作者:校园英语杂志社 字数:2736 点击:

作者:Sun Fan
  【Abstract】Synonymy has always been an emphasis and difficulty for linguists’ research. Taking the two synonyms “speak” and “talk” as an example, this paper tries to figure out the usage of the two words from the points of collocation and colligation based on COCA corpus. It finds that this two words have something in common, but still be different fundamentally.

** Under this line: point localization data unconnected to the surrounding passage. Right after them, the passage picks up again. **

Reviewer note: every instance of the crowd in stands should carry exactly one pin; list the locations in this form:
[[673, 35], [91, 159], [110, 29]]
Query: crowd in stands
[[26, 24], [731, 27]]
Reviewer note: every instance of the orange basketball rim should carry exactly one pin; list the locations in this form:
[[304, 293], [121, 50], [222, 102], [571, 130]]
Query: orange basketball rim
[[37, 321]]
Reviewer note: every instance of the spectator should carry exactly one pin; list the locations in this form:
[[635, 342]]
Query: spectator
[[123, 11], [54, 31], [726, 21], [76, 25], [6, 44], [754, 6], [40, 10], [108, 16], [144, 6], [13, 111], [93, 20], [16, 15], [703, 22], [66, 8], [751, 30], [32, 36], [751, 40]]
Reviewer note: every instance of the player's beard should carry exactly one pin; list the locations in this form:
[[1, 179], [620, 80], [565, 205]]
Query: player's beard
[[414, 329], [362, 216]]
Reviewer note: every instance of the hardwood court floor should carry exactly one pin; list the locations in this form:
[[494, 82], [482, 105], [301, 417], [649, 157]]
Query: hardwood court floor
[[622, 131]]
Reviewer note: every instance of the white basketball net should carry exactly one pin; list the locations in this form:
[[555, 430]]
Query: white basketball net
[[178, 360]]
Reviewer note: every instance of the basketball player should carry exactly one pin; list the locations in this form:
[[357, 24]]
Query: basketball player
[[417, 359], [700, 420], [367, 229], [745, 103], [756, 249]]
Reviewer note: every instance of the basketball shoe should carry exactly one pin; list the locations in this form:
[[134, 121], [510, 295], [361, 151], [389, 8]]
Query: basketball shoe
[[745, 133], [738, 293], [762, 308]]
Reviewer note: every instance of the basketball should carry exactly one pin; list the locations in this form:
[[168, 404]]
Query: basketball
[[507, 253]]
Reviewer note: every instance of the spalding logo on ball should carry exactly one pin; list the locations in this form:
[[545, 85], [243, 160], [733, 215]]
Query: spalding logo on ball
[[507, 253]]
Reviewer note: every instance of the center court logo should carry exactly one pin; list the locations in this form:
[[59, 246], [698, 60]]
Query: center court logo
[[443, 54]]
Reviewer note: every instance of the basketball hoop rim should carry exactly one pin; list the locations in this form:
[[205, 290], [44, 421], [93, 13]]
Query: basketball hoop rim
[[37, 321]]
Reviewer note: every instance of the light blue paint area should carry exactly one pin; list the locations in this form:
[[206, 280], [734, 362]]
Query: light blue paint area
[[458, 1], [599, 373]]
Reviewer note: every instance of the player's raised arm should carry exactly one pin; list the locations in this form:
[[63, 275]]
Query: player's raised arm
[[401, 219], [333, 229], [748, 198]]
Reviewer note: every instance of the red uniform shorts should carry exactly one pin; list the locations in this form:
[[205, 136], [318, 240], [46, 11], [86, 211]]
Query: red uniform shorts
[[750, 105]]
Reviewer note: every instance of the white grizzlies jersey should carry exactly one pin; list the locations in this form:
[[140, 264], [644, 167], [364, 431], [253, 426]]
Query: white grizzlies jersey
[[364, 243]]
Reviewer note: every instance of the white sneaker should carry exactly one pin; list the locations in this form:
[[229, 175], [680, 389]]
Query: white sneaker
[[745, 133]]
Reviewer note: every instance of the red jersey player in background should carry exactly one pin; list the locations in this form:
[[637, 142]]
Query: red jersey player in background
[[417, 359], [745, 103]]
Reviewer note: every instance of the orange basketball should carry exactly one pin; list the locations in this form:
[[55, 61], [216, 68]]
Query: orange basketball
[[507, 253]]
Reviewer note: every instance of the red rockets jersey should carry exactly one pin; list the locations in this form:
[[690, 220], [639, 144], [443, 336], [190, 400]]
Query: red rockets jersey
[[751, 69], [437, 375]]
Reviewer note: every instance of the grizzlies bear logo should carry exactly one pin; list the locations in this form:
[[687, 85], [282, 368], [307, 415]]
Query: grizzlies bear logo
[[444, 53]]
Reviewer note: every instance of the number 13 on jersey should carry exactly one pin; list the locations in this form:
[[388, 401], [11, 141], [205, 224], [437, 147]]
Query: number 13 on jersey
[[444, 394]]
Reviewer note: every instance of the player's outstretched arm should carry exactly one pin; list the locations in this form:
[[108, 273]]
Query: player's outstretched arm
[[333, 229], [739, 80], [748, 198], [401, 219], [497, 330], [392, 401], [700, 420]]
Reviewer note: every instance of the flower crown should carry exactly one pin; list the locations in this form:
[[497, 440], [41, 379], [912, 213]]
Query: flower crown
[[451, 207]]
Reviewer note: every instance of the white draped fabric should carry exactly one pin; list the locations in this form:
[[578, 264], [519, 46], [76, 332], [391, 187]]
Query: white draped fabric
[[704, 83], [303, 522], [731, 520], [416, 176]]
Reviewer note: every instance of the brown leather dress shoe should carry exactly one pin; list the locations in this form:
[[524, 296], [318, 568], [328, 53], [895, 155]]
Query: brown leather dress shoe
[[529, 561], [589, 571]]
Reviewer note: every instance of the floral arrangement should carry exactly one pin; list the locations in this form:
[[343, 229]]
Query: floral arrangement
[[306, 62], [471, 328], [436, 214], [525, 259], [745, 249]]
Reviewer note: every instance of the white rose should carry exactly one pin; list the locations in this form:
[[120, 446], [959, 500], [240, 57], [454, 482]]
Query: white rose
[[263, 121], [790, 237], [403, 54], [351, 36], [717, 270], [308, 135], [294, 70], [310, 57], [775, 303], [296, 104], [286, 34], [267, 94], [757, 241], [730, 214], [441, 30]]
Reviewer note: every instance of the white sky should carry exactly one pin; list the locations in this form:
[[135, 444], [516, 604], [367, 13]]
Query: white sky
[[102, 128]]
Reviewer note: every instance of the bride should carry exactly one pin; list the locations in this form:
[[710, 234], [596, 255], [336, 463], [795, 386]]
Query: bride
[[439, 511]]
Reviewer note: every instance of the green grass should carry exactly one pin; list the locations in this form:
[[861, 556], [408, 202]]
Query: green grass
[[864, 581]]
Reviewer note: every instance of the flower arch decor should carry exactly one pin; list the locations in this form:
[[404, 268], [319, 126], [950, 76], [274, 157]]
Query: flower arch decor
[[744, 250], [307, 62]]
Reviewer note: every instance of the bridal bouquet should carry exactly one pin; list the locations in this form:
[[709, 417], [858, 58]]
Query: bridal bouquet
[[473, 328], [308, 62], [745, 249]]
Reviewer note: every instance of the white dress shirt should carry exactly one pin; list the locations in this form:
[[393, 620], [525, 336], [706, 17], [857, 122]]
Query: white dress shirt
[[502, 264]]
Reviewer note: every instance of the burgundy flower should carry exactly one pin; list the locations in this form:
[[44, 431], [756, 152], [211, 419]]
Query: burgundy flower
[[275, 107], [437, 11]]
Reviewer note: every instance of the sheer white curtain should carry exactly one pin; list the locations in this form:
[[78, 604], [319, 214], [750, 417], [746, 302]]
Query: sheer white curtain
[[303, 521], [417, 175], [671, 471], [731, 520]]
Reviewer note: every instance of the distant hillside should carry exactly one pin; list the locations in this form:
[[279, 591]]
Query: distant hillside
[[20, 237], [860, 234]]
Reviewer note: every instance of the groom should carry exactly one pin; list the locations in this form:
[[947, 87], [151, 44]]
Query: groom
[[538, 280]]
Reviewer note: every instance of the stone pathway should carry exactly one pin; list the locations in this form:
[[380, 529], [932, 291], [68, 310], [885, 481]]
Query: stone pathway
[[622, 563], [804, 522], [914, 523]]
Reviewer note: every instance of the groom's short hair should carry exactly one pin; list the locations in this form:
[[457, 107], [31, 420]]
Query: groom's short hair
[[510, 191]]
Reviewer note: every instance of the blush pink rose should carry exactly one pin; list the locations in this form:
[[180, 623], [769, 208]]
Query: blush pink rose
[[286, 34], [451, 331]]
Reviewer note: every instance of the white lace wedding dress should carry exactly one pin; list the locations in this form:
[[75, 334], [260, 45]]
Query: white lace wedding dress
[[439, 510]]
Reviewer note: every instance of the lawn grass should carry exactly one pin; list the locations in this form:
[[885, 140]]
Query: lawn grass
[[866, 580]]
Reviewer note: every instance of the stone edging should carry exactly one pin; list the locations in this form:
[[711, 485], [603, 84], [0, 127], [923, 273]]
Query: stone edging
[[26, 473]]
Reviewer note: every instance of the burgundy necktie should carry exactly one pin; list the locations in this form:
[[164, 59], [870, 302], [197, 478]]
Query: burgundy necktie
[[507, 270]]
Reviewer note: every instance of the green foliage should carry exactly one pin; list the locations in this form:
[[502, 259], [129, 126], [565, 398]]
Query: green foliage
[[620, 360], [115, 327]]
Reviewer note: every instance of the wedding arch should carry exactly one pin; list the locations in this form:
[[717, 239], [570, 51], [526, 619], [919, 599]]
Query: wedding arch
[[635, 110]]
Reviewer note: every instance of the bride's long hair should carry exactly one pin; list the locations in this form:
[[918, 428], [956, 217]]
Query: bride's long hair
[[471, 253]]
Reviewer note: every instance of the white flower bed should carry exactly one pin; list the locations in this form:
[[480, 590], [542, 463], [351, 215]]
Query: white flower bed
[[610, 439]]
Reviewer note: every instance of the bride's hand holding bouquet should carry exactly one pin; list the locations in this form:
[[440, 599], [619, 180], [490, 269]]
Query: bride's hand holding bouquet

  【Key words】synonymy; collocation; colligation; semantic prosody; COCA
  1. Introduction
  Language is a system of arbitrary vocal symbols used for human communication. So, “say something” is really an important way to interchange information among human beings. In English, verb like “speak” or “talk” often plays a crucial role which acts as a core when people construct a whole sentence. Synonyms is a common relationship which means two lexical units sharing one meaning of different sense relations. But in daily use, we take it for grant that synonyms like “speak” and “talk” are totally the same, especially in some English-Chinese dictionaries, they are classified into the same type. Thus, Corpus’s data provides support for us to have further quantitative and qualitative analysis of synonyms.
  We use The Corpus of Contemporary American English (COCA) for this research. The corpus contains more than 520 million words of text (20 million words each year from1990 to 2015), and it is divided into spoken, fiction, popular magazines, newspapers, and academic texts. Corpus is a powerful tool for us to collect the index of “speak” and “talk”. Thus,, there is no doubt that we can choose it for our quantitative and qualitative analysis in authentic use.
  2. Data distribution and analysis based on COCA
  In language activities, synonyms are likely to show different distribution characteristics according to different registers. So, using COCA, we can know the frequency of “speak” and “talk” in authoritative texts explicitly.
  2.1 Collocation
  In linguistics, a collocation is a sequence of words or terms that co-occur more often than by chance. In phraseology, collocation is a sub-type of phraseme. An example of a phraseological collocation is the expression “dark ink”. While the same meaning could be conveyed by the roughly equivalent “heavy ink”, this expression is considered strange by native speakers.
  There are about six main types of collocations:adjective+noun, noun+noun(such as collective noun), verb+noun, adverb+adjective, verbs+prepositional phrase(phrase verb), and verb+adverb.